White House calls Jan. 6 text revelations ‘disappointing’
White House press secretary Jen Psaki on Tuesday said text messages between Fox News hosts and former President Trump’s chief of staff on Jan. 6 were “disappointing” because they showed the hosts expressing concern in private but “spreading lies and conspiracy” in public.
“It’s disappointing and unfortunately not surprising that some of the very same individuals who were willing to warn, condemn, and express horror over what happened on Jan. 6 in private were totally silent in public, or even worse, were spreading lies and conspiracy theories and continued to since that time,” Psaki told reporters when asked about the newly revealed messages at a briefing.
“Unfortunately, we’ve seen a trend from the same individuals,” Psaki added.
Former Trump chief of staff Mark Meadows provided the messages to the select committee investigating the Jan. 6 attack on the Capitol, and the panel released them on Monday.
The records showed that Fox News hosts Sean Hannity, Laura Ingraham and Brian Kilmeade all pleaded with Meadows on Jan. 6 to get Trump to quell the violence at the Capitol.
“Mark, president needs to tell people in the Capitol to go home. This is hurting all of us. He is destroying his legacy,” Ingraham texted him.
Hannity asked whether Trump could make a statement and ask people to leave the Capitol.
“Please get him on TV. Destroying everything you have accomplished,” wrote Kilmeade.
The hosts went on to minimize Trump’s and his supporters’ role in the violence on their programs, instead condemning the insurrection and pointing to actions from other groups.

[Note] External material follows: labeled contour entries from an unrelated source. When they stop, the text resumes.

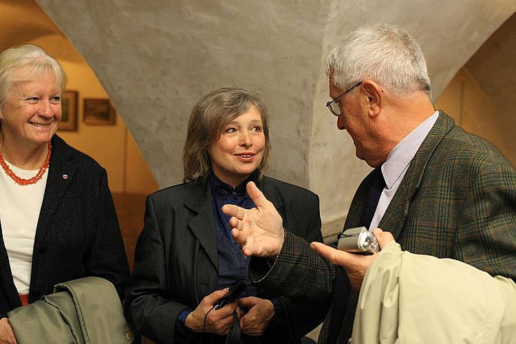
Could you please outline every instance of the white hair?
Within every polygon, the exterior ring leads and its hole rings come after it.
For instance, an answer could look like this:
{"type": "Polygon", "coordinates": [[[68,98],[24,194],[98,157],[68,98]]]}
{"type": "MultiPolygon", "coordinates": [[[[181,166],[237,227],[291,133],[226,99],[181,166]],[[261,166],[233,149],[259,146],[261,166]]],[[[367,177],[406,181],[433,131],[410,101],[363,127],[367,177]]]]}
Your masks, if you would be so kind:
{"type": "Polygon", "coordinates": [[[432,98],[421,47],[397,25],[365,25],[352,32],[332,50],[325,72],[342,89],[369,78],[400,96],[422,90],[432,98]]]}

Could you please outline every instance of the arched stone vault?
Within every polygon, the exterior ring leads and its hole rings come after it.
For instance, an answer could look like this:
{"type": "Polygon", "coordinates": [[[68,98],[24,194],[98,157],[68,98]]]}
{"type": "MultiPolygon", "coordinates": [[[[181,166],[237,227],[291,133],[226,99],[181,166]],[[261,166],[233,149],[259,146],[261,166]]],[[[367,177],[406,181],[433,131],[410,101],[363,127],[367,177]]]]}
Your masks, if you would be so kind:
{"type": "Polygon", "coordinates": [[[329,231],[369,169],[324,107],[331,47],[364,23],[400,25],[423,47],[436,97],[516,10],[514,0],[36,2],[95,71],[161,186],[181,181],[197,100],[250,87],[271,114],[268,174],[318,193],[329,231]]]}

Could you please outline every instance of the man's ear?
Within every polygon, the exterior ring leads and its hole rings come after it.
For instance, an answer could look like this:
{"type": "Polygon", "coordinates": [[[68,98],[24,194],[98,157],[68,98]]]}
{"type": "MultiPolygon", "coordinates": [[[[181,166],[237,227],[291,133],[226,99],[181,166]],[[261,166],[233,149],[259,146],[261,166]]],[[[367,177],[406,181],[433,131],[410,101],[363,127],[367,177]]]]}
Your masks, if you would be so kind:
{"type": "Polygon", "coordinates": [[[381,112],[385,101],[382,87],[377,83],[366,79],[362,83],[362,89],[367,97],[367,113],[369,116],[376,117],[381,112]]]}

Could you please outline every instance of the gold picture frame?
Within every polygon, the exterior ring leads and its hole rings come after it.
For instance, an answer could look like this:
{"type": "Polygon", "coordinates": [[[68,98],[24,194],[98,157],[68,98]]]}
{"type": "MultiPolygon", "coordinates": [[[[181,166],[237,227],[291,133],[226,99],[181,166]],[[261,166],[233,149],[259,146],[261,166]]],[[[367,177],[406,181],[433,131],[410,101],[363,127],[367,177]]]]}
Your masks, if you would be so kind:
{"type": "Polygon", "coordinates": [[[58,129],[63,131],[77,131],[77,103],[78,92],[66,90],[61,95],[61,120],[58,129]]]}
{"type": "Polygon", "coordinates": [[[114,125],[115,109],[109,99],[85,98],[83,122],[88,125],[114,125]]]}

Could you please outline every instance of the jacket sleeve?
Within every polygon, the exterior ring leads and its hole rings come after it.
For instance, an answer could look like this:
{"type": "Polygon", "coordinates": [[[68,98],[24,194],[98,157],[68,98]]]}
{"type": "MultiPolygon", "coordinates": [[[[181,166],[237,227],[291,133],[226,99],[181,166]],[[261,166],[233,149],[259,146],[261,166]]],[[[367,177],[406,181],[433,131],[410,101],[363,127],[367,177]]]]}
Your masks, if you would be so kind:
{"type": "Polygon", "coordinates": [[[176,319],[187,306],[171,299],[168,292],[164,228],[159,228],[152,196],[147,200],[144,222],[127,289],[125,314],[141,334],[158,343],[171,343],[177,336],[176,319]]]}
{"type": "Polygon", "coordinates": [[[453,257],[516,280],[516,171],[482,160],[469,178],[453,257]]]}
{"type": "Polygon", "coordinates": [[[96,228],[92,250],[85,263],[87,275],[107,279],[116,288],[120,300],[129,275],[127,257],[116,217],[116,211],[103,169],[95,214],[96,228]]]}

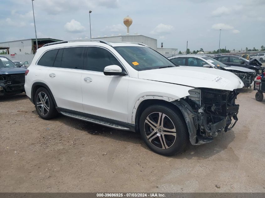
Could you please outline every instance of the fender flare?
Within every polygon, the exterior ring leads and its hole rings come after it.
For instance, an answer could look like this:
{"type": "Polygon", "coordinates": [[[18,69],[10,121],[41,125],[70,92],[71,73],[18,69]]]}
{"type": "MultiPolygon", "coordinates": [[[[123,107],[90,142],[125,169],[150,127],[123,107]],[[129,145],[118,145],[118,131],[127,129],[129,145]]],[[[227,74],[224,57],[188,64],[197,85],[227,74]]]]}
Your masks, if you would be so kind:
{"type": "Polygon", "coordinates": [[[198,116],[189,105],[183,100],[175,100],[171,103],[177,106],[182,113],[188,131],[189,141],[193,145],[195,145],[198,128],[198,116]]]}
{"type": "Polygon", "coordinates": [[[53,95],[52,94],[52,93],[51,91],[50,90],[50,88],[49,88],[49,87],[45,83],[41,83],[40,82],[36,82],[35,83],[33,83],[33,84],[32,84],[32,86],[31,87],[31,99],[32,100],[33,104],[34,104],[34,96],[33,95],[33,90],[34,89],[34,88],[36,86],[38,86],[43,87],[44,87],[46,88],[47,89],[47,90],[48,90],[48,91],[49,92],[49,93],[51,96],[52,100],[53,101],[53,102],[54,103],[54,104],[55,105],[55,106],[57,107],[57,104],[56,103],[56,101],[55,101],[55,99],[54,99],[54,97],[53,97],[53,95]]]}

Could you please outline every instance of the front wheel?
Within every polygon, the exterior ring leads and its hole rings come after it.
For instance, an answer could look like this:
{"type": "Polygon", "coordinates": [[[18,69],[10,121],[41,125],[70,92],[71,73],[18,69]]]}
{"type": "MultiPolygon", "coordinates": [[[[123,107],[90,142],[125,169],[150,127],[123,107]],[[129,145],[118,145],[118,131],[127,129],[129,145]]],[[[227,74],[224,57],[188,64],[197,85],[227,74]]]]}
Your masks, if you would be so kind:
{"type": "Polygon", "coordinates": [[[259,102],[261,102],[263,99],[263,94],[261,92],[258,91],[256,93],[256,94],[255,95],[255,98],[256,99],[256,100],[259,102]]]}
{"type": "Polygon", "coordinates": [[[140,118],[142,138],[152,151],[171,155],[183,151],[189,143],[185,121],[167,106],[153,105],[145,110],[140,118]]]}

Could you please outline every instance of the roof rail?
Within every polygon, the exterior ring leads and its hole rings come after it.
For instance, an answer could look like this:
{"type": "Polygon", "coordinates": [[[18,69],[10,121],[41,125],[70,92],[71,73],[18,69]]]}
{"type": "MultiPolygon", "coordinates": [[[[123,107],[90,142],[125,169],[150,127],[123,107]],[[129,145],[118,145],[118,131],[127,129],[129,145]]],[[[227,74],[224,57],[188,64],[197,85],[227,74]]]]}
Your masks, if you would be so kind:
{"type": "Polygon", "coordinates": [[[56,44],[59,44],[61,43],[73,43],[74,42],[99,42],[102,43],[104,43],[105,44],[108,45],[110,46],[112,46],[108,42],[107,42],[105,41],[101,40],[100,39],[94,39],[91,38],[91,39],[87,39],[85,40],[71,40],[70,41],[58,41],[57,42],[54,42],[53,43],[47,43],[46,44],[44,45],[42,47],[45,46],[48,46],[48,45],[55,45],[56,44]]]}

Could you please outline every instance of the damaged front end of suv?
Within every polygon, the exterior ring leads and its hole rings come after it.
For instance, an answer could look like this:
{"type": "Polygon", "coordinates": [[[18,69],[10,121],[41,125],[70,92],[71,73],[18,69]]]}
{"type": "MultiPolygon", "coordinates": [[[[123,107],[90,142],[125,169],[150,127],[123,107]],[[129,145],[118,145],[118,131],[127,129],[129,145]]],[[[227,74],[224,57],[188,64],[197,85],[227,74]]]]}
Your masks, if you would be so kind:
{"type": "Polygon", "coordinates": [[[234,126],[239,107],[235,103],[239,94],[236,89],[202,88],[191,89],[189,93],[185,98],[173,103],[179,108],[183,106],[188,109],[183,114],[186,122],[193,122],[187,124],[192,144],[210,142],[218,133],[226,132],[234,126]]]}

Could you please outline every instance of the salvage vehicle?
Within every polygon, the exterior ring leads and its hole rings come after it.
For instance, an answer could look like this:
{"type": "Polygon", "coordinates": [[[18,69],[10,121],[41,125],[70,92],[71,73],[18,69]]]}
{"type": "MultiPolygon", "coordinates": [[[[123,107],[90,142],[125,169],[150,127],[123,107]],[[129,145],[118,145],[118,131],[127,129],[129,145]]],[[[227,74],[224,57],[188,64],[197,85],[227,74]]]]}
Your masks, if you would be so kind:
{"type": "Polygon", "coordinates": [[[26,70],[6,57],[0,56],[0,95],[24,92],[26,70]]]}
{"type": "Polygon", "coordinates": [[[253,69],[256,72],[257,75],[259,73],[259,71],[261,69],[261,66],[262,65],[262,63],[256,58],[248,60],[237,56],[222,56],[214,57],[213,58],[226,65],[237,66],[253,69]]]}
{"type": "Polygon", "coordinates": [[[169,59],[180,66],[215,68],[231,72],[241,79],[244,83],[244,87],[250,87],[256,76],[255,71],[241,67],[228,66],[214,58],[203,55],[187,54],[171,57],[169,59]]]}
{"type": "Polygon", "coordinates": [[[96,39],[46,44],[25,74],[26,94],[41,118],[59,112],[140,131],[151,149],[165,155],[232,129],[236,89],[244,86],[231,72],[179,67],[142,43],[96,39]]]}

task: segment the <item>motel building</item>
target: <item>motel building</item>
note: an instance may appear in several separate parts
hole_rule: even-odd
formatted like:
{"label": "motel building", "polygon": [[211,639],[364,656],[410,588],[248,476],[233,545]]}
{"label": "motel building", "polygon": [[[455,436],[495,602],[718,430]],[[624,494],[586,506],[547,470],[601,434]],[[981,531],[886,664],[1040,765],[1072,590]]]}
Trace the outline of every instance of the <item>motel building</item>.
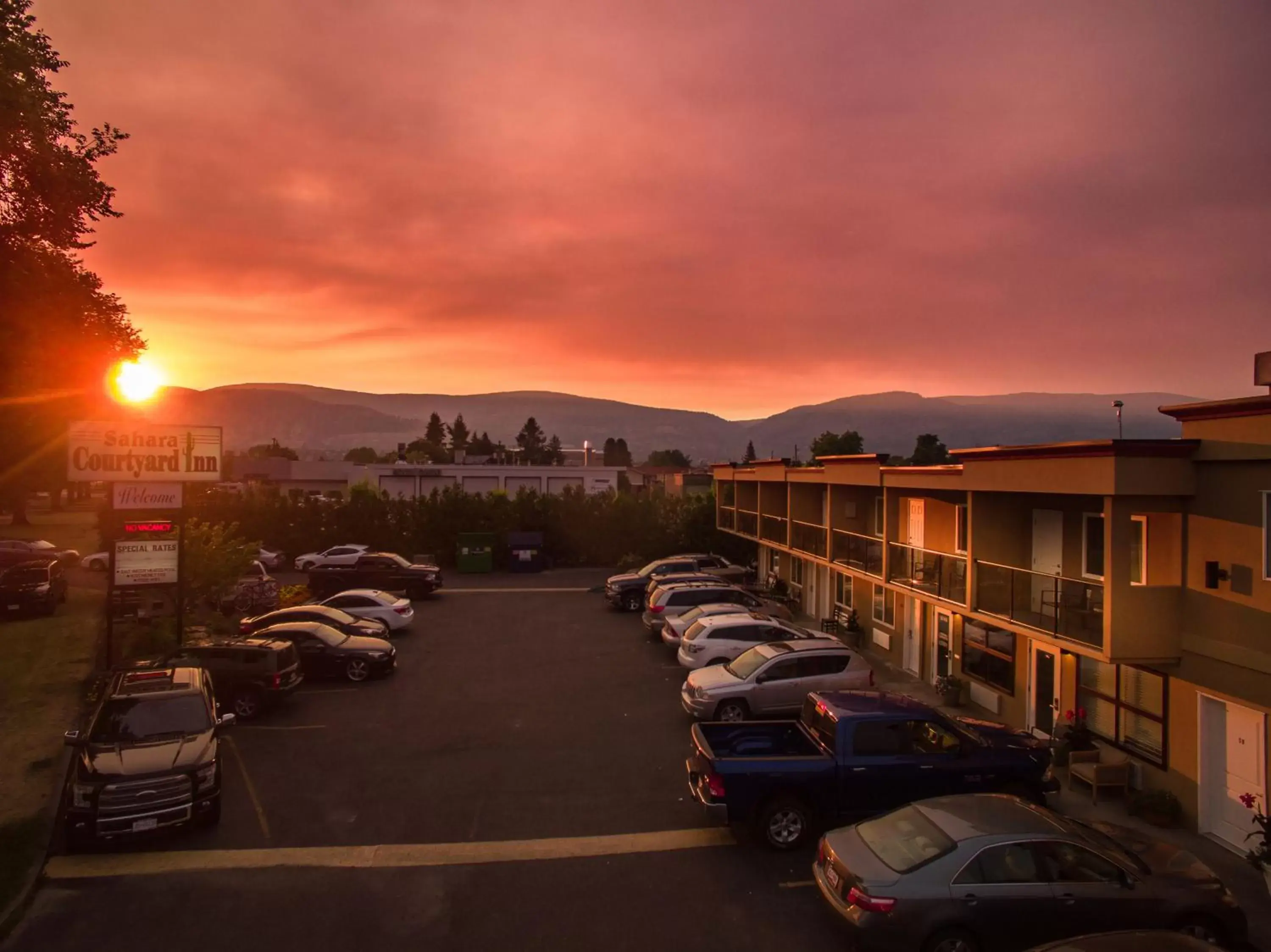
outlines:
{"label": "motel building", "polygon": [[1243,853],[1237,797],[1267,794],[1271,395],[1162,413],[1182,439],[717,465],[717,524],[806,614],[854,608],[867,649],[969,683],[969,714],[1049,737],[1084,708],[1131,787]]}

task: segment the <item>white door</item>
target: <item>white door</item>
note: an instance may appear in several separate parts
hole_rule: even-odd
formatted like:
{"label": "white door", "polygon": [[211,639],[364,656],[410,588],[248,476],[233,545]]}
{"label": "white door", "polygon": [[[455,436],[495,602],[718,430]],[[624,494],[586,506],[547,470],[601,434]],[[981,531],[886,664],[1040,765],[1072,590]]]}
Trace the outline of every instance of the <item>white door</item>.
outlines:
{"label": "white door", "polygon": [[1059,651],[1030,642],[1028,648],[1028,730],[1038,737],[1055,732],[1059,714]]}
{"label": "white door", "polygon": [[1033,510],[1033,558],[1031,609],[1040,615],[1055,616],[1057,597],[1055,582],[1042,576],[1057,576],[1064,566],[1064,513],[1057,510]]}
{"label": "white door", "polygon": [[909,501],[909,527],[905,533],[905,544],[923,548],[927,539],[927,501]]}
{"label": "white door", "polygon": [[905,599],[905,670],[919,674],[923,643],[923,602],[918,599]]}
{"label": "white door", "polygon": [[1200,827],[1239,853],[1249,848],[1253,811],[1240,802],[1252,793],[1266,810],[1266,717],[1257,711],[1200,697]]}

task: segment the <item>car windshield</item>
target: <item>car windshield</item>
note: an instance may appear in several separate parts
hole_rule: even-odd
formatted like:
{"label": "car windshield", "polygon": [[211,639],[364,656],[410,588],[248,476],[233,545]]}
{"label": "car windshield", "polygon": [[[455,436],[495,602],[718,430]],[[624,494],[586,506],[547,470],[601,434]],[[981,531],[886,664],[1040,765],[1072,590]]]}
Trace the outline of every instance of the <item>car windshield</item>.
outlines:
{"label": "car windshield", "polygon": [[907,873],[938,859],[953,852],[956,845],[944,830],[914,806],[857,824],[857,834],[876,857],[897,873]]}
{"label": "car windshield", "polygon": [[197,694],[178,698],[116,698],[93,722],[93,744],[139,744],[183,737],[211,728],[207,704]]}
{"label": "car windshield", "polygon": [[746,680],[755,674],[755,671],[766,665],[771,657],[773,656],[769,651],[764,651],[763,648],[751,648],[750,651],[744,651],[741,655],[724,665],[723,670],[735,677]]}
{"label": "car windshield", "polygon": [[1080,836],[1084,836],[1091,844],[1093,844],[1098,849],[1102,849],[1107,853],[1112,853],[1125,859],[1125,862],[1130,863],[1130,866],[1132,866],[1143,876],[1152,874],[1152,868],[1141,859],[1139,859],[1139,857],[1136,857],[1129,847],[1126,847],[1122,843],[1117,843],[1116,839],[1108,836],[1106,833],[1103,833],[1103,830],[1097,830],[1093,826],[1088,826],[1087,824],[1083,824],[1080,820],[1074,820],[1070,816],[1065,816],[1064,820],[1065,822],[1075,826],[1077,833]]}

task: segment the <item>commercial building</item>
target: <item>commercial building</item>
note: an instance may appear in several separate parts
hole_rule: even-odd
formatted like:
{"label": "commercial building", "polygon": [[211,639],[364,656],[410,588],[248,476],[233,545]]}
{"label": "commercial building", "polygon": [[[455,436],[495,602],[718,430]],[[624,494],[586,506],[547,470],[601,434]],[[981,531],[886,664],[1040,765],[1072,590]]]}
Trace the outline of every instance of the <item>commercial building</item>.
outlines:
{"label": "commercial building", "polygon": [[1051,736],[1084,709],[1132,787],[1244,850],[1238,797],[1267,794],[1271,395],[1162,412],[1181,439],[717,465],[718,526],[807,614],[854,609],[872,651],[963,679],[969,713]]}

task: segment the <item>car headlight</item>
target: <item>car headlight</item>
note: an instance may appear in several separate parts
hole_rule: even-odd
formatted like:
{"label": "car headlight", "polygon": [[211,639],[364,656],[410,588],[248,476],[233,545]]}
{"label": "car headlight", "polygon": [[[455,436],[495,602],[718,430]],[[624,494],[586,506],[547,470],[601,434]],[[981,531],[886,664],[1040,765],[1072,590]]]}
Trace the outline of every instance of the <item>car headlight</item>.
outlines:
{"label": "car headlight", "polygon": [[206,791],[214,783],[216,783],[216,761],[211,764],[205,764],[194,772],[196,788],[200,791]]}

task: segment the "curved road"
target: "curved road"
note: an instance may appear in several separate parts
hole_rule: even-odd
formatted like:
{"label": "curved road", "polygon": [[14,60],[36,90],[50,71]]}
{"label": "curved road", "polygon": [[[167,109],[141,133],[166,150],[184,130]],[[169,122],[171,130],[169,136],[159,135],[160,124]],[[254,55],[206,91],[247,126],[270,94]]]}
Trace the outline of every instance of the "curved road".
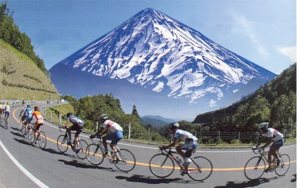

Ingraham, for instance, went on her program and suggested, without evidence, that the attack was perpetrated by members of the left-wing group antifa.
“From a chaotic Washington tonight, earlier today the Capitol was under siege by people who can only be described as antithetical to the MAGA movement,” Ingraham said on her show on Jan. 6, according to The New York Times.
“Now, they were likely not all Trump supporters, and there are some reports that antifa sympathizers may have been sprinkled throughout the crowd.”
The messages were among dozens that Meadows received from lawmakers and staffers amid the violence on Jan. 6, according to the committee. The records showed that Donald Trump Jr., the president’s eldest son, also pleaded with him to get Trump to publicly disavow the violence.
“We need an Oval Office address. He has to lead now. It has gone too far and gotten out of hand,” Trump Jr. wrote in one message.